Grischa weiß selbst, dass er bis zum nächsten Morgen wird warten müssen.
In der warmen, hellen Küche, wo eine köstlich duftende Suppe auf dem Herd köchelt, denken alle an Gräfin Mitlowskaja, die allein in einer kalten, dunklen Datscha mitten im Wald gefangen ist. » Im Wald gibt es Wölfe « , sagt Nuscha.
Um Mitternacht herum legt sich der Sturm, und sobald der Morgen mit einem ersten schwachen Schimmern heraufdämmert, macht sich Grischa auf den Weg. Der Schnee glitzert in der aufgehenden Sonne. Das Pferd müht sich schwer ab; es ist ein beschwerlicher Ritt durch hohen Schnee und eisige Kälte.
Als Grischa die Datscha erreicht, steigt kein Rauch aus dem Kamin, und im Schnee um das Haus herum erkennt er eine Vielzahl von Wolfsspuren. Er schaufelt den Schnee vor der Haustür weg, um sie öffnen zu können. Als er endlich die Datscha betritt, liegt Antonina vor dem erkalteten Kamin, in dem statt eines Feuers nur ein großer Aschehaufen zu sehen ist. Sie hat sich mit mehreren Decken und einem zerschlissenen Bärenfell zugedeckt, das, wie er weiß, an die Wand der rückwärtigen Veranda genagelt war. Wie Ljoscha befürchtete, ist der Holzvorrat aufgebraucht, und drinnen fühlt es sich kälter an als draußen. Da sie mit dem Rücken zu ihm liegt, kann er Antoninas Gesicht nicht erkennen, aber ihr Atem bildet kleine Wölkchen in der eiskalten Luft.
Er schließt leise die Tür und geht in den Schuppen, um einen Armvoll Holz zu hacken und Anzündholz zu spalten. Als er wieder ins Haus kommt, setzt sich Antonina auf. Sie fasst sich an den Hals. Er sieht getrocknetes Blut an einem ihrer Finger.
» Grischa, bist du tatsächlich gekommen? « , ruft sie schluchzend aus. » Ich habe gehört, wie jemand Holz hackt. Mir ist so kalt, Grischa, und ich hatte Angst. Die Wölfe … sie haben die ganze Nacht geheult und an den Wänden gekratzt. «
Als Grischa ihr blasses, ausgemergeltes Gesicht sieht, durchfährt ihn ein Schrecken. Sie hat dunkle Ringe unter den Augen, und ihre Lippen sind aufgesprungen.

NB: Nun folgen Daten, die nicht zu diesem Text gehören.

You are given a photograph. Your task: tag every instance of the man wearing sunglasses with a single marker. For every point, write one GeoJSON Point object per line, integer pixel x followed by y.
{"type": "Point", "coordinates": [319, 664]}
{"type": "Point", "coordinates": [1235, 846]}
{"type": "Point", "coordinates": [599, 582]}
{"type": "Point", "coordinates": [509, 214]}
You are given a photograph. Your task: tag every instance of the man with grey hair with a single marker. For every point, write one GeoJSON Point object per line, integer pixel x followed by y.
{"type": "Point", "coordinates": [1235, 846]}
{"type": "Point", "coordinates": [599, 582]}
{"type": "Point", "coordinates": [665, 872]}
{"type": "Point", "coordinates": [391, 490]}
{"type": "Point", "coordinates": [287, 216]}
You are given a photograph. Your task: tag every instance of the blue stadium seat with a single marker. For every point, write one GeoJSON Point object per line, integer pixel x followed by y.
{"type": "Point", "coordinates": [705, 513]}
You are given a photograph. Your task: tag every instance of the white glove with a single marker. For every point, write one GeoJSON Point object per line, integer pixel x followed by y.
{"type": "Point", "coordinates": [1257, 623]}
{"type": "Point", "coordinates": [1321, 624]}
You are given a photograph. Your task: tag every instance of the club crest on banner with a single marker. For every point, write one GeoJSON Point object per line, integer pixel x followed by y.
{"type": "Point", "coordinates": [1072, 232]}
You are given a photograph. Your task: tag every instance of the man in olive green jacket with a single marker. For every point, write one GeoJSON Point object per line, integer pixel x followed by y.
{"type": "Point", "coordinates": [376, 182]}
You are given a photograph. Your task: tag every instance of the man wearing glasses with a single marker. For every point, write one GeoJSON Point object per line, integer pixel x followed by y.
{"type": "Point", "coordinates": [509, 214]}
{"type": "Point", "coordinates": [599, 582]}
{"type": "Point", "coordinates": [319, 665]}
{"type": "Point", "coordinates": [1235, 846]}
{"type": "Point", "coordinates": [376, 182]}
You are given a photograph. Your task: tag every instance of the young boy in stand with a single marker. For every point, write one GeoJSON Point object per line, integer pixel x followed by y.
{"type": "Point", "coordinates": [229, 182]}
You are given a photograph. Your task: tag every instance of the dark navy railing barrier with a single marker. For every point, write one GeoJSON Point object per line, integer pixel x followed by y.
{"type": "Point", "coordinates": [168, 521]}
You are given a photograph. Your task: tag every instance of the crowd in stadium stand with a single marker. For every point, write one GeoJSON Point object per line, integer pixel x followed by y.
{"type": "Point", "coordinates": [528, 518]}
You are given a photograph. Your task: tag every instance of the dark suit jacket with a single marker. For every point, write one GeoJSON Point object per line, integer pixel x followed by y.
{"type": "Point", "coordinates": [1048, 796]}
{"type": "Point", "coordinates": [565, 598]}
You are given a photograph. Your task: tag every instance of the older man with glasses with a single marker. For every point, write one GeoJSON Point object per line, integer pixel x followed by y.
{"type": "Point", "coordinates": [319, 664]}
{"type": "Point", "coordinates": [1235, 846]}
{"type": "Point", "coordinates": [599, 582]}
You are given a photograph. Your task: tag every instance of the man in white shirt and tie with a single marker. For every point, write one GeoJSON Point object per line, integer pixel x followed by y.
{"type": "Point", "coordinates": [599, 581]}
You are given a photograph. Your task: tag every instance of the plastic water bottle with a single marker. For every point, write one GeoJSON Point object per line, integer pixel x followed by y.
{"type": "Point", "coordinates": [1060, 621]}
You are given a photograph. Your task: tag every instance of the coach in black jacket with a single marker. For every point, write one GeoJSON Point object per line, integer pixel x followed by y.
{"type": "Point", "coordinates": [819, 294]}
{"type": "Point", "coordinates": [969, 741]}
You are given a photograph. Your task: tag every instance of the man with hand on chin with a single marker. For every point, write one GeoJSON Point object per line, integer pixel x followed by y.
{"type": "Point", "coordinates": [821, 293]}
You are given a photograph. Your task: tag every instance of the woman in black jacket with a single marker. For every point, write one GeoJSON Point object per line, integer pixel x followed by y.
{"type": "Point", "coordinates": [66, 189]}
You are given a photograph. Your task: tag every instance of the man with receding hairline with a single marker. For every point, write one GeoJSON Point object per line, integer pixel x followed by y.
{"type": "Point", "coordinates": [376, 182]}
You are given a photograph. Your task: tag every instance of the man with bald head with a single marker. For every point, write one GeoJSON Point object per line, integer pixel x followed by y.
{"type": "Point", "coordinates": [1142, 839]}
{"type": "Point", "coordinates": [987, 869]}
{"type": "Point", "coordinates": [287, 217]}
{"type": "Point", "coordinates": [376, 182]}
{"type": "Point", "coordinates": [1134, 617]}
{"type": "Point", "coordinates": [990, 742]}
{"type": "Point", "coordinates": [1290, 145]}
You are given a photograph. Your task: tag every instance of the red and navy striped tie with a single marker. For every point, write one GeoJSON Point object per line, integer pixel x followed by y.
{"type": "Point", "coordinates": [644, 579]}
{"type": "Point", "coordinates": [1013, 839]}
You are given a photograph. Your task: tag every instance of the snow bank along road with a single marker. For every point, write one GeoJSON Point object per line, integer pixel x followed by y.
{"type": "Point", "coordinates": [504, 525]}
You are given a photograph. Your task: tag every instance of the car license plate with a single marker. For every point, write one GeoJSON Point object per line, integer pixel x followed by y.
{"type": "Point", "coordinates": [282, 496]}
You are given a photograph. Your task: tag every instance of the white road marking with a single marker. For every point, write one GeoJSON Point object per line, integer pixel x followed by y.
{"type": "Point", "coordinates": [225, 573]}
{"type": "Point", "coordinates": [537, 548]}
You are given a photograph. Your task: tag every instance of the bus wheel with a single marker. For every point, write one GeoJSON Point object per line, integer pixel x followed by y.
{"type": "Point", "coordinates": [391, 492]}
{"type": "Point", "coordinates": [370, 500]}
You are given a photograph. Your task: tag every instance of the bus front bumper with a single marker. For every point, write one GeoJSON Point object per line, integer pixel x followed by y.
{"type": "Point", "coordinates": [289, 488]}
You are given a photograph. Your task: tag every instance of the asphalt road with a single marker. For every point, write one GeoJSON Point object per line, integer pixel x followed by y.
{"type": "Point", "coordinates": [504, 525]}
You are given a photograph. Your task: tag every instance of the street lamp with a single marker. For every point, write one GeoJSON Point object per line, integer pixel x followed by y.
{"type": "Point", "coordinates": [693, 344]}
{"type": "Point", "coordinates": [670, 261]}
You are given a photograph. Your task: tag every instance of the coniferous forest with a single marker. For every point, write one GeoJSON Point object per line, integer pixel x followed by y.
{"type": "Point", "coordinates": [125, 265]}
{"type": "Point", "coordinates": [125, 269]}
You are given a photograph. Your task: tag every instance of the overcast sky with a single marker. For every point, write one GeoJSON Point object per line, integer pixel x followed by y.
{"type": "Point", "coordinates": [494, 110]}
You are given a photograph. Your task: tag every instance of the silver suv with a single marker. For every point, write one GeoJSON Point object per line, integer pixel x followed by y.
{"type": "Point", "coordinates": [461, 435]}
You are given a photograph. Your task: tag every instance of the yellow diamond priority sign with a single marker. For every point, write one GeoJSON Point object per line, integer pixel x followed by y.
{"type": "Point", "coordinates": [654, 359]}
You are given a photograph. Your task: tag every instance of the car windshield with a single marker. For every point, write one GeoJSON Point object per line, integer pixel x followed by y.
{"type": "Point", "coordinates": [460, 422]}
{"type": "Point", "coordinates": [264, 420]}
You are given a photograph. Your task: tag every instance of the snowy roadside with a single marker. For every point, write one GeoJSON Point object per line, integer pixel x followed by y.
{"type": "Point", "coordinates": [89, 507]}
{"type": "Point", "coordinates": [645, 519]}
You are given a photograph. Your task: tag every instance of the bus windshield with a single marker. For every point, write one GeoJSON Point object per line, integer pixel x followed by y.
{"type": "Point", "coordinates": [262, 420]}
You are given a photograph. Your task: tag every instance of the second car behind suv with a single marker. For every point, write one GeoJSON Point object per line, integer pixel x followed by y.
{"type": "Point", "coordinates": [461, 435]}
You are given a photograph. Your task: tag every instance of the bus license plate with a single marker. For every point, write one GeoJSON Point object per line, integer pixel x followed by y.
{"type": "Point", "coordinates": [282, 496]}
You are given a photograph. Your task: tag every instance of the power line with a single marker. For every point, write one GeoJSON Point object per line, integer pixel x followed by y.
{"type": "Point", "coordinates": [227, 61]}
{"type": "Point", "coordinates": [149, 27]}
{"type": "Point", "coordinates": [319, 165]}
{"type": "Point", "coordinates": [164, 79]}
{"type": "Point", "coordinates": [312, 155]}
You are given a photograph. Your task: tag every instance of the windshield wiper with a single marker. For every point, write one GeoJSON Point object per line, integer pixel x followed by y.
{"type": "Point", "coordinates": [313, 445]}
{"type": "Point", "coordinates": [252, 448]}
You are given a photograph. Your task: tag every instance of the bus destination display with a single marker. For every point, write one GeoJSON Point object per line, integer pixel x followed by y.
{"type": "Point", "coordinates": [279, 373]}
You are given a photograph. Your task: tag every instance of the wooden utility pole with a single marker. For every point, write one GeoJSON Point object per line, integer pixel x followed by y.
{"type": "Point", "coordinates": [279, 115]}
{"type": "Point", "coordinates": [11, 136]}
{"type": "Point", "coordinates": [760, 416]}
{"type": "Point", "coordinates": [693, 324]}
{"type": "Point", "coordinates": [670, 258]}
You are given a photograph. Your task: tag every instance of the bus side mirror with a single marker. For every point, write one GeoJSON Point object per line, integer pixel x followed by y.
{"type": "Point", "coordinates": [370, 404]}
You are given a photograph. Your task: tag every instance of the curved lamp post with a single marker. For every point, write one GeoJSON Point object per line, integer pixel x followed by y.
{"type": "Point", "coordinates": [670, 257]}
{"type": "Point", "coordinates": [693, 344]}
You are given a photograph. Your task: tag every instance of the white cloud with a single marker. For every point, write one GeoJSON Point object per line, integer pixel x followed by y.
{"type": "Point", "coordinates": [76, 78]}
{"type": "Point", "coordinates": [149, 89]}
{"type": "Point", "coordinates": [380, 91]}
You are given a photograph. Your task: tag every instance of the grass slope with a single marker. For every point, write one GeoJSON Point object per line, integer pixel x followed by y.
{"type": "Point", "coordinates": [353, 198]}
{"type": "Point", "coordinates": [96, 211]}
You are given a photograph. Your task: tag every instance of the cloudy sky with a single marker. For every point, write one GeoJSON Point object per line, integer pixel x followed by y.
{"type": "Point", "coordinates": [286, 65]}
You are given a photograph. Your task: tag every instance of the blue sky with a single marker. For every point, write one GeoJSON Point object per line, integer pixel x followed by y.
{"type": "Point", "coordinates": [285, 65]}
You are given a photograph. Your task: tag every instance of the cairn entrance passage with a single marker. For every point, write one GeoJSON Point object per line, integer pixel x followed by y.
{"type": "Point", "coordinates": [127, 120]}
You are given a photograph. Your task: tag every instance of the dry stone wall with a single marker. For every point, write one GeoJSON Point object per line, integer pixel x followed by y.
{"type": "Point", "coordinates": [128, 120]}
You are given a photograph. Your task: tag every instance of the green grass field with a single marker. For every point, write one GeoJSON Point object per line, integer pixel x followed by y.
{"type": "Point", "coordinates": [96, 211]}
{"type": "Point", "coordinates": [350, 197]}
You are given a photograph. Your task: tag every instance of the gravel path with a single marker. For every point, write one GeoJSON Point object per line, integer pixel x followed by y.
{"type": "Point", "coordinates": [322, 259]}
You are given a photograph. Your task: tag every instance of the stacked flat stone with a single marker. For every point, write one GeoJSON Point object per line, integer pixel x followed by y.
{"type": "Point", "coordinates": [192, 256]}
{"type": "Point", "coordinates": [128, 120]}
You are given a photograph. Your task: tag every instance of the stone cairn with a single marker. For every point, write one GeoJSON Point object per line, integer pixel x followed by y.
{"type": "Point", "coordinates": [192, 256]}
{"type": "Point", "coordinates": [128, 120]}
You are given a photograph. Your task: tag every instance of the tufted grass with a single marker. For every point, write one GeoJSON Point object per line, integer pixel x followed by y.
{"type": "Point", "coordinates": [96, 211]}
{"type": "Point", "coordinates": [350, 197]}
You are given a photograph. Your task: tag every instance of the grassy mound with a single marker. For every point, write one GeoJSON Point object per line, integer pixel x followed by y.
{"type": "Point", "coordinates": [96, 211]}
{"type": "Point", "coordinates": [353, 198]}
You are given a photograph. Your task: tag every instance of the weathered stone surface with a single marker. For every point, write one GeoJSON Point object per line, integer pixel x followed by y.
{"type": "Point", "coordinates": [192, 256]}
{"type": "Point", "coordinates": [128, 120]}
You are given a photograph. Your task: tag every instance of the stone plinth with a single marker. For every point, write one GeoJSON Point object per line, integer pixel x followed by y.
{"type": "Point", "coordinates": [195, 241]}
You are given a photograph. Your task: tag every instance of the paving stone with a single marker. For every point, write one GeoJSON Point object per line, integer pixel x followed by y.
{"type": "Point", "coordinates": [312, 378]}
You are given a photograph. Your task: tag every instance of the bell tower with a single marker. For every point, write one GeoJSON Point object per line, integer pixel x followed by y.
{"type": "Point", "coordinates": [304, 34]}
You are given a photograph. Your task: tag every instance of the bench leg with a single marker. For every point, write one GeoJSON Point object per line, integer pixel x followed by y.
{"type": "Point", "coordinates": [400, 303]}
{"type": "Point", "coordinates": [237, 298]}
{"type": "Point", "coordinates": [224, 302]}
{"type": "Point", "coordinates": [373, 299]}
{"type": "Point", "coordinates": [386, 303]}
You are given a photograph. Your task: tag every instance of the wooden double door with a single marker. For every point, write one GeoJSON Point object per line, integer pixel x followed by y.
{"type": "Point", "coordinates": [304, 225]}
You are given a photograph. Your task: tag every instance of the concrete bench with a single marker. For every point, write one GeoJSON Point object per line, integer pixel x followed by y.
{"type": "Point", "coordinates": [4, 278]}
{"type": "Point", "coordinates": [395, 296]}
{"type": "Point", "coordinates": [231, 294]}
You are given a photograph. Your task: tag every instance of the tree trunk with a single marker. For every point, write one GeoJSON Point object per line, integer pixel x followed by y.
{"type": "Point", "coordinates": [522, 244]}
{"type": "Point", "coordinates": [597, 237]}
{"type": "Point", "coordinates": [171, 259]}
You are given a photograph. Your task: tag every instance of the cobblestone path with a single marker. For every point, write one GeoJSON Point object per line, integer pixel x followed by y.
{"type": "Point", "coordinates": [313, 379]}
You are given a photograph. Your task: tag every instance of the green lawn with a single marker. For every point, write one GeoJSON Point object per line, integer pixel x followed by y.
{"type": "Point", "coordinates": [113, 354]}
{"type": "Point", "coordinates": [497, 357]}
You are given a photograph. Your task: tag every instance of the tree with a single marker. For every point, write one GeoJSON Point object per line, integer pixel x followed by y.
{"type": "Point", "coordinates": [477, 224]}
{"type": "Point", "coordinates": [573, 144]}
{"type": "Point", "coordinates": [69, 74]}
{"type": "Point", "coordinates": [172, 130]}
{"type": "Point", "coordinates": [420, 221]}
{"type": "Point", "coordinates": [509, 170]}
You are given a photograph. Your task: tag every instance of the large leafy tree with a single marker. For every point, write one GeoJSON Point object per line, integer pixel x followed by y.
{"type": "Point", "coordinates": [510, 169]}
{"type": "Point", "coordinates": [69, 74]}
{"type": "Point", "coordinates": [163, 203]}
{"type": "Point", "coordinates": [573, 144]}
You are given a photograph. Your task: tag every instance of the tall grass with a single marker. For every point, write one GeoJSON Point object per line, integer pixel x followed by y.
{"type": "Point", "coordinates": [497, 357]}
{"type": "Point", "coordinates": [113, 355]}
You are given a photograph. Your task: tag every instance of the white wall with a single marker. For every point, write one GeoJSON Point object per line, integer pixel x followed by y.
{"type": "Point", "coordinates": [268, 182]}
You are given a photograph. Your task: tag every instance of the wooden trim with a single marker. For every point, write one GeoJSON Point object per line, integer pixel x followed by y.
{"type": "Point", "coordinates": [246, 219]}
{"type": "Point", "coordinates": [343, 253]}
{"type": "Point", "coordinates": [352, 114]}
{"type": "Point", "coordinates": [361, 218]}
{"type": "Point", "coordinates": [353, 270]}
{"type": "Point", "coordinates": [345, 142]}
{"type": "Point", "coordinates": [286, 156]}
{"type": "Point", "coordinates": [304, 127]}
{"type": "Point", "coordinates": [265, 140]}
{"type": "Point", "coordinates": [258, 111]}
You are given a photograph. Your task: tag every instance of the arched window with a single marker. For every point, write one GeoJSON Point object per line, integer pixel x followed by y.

» Sind die Wölfe weg? « , fragt sie, und er nickt. Dann tritt er über sie hinweg zum Kamin und legt die Holzscheite ab. Er kniet sich davor und schaufelt die kalte Asche beiseite.
Er sieht sie über die Schulter an. » Geht es dir gut, Antonina? « Natürlich geht es ihr nicht gut, das kann er ja sehen. Nicht nur wegen der Kälte und Angst. Noch etwas anderes setzt ihr offenbar zu.
Sie klappert mit den Zähnen. » Hat Ljoscha dir gesagt, dass ich hier bin? «
Wieder nickt Grischa, dann wendet er sich erneut zum Kamin, um ein Feuer zu entfachen. Als das Anzündholz brennt, setzt er sich auf die Fersen zurück und verfolgt, wie die Flammen zögerlich das feuchte Holz umzüngeln. » Er hat gestern versucht, zu dir zu gelangen, aber der Schneesturm hat ihn gezwungen umzukehren. «
» Und nun bist du gekommen « , sagt Antonina. In seinem dunklen Haar sitzen Schneekristalle, die wie kleine schmelzende Edelsteine aussehen. Auch seine breiten Schultern sind schneebedeckt.
» Du bist krank, Antonina « , sagt er, während er sich wieder zu ihr umdreht. » Was hast du? « Ihre Lippen sind aufgerissen, als hätte sie sie absichtlich zerbissen.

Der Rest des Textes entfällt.